Journal of Seismology

, Volume 23, Issue 1, pp 109–121 | Cite as

Fully coupled hydro–mechanical controls on non-diffusive seismicity triggering front driven by hydraulic fracturing

  • Murad AbuAishaEmail author
  • David Eaton
  • Jeffrey Priest
  • Ron Wong
  • Benjamin Loret
  • Alana H. Kent


The spatio–temporal evolution of fluid-injection-induced seismicity is often bounded by a triggering front that expands away from the injection point in space and time. For some injection scenarios, the triggering front is thought to be directly linked to pore pressure diffusion, but in the case of hydraulic fracturing, the stress interaction of the growing tensile fracture with natural joints may be more significant. In order to explore the concept of a triggering front in this context, we use a fully coupled hydro–mechanical finite-discrete element (FDEM) approach to simulate microseismicity induced by hydraulic fracture growth. The medium contains a network of randomly oriented pre-existing fractures that are activated based on the Mohr–Coulomb failure criterion. As expected, the primary triggering front is defined by the envelope of microseismicity that tracks the hydraulic fracture, although more distal events are triggered by mechanical stress changes beyond the bounds of the triggering front. However, these distal events are approximately synchronous with initiation of the hydraulic fracture and are attributed to far-field elastic perturbations associated with the stress wave spread in the medium. A field example indicates that patterns of seismicity that emerge from our simulations have characteristics similar to observed microseismicity during hydraulic fracturing.

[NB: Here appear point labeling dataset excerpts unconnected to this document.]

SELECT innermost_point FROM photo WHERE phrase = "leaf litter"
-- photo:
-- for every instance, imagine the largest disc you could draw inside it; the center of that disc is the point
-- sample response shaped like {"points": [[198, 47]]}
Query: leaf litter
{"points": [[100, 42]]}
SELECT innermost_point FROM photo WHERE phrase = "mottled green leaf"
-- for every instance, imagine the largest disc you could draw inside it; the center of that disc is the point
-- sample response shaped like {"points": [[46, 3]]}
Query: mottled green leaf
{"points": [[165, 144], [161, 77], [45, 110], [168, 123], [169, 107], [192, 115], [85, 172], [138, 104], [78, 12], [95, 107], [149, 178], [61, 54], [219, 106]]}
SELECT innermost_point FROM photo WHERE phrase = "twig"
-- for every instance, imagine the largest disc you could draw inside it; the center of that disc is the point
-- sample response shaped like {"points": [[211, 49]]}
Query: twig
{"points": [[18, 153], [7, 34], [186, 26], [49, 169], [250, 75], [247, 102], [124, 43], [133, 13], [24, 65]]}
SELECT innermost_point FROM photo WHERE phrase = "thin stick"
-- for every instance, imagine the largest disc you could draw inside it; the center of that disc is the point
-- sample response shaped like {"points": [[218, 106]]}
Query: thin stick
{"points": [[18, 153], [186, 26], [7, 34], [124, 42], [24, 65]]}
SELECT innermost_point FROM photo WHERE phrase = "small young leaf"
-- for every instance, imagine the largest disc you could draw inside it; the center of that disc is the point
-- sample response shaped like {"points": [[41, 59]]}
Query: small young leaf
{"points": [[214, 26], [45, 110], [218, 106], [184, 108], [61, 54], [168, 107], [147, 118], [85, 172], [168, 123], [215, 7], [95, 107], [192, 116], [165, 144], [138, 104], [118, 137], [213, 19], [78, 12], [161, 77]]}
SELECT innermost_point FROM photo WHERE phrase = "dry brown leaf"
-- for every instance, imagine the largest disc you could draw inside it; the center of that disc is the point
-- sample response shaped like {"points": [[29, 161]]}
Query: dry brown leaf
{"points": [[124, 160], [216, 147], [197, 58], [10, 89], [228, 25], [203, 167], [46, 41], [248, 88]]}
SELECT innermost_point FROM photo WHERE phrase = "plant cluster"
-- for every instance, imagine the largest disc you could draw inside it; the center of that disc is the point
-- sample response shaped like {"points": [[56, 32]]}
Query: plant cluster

Finite-discrete element method (FDEM) Hydraulic fracturing (HF) Pre-existing joints Induced microseismicity Proximal triggering front Coulomb plasticity criterion 



All plots where drawn using Matlab M-files, simulations can be reproduced using the IRAZU code of Geomechanica, Inc. ConocoPhillips Canada is thanked for providing access to the field data used in this study.

Funding information

The authors would like to thank the sponsors of the Microseismic Industry Consortium and the Natural Sciences and Engineering Research Council of Canada (grant CRDPJ/474748).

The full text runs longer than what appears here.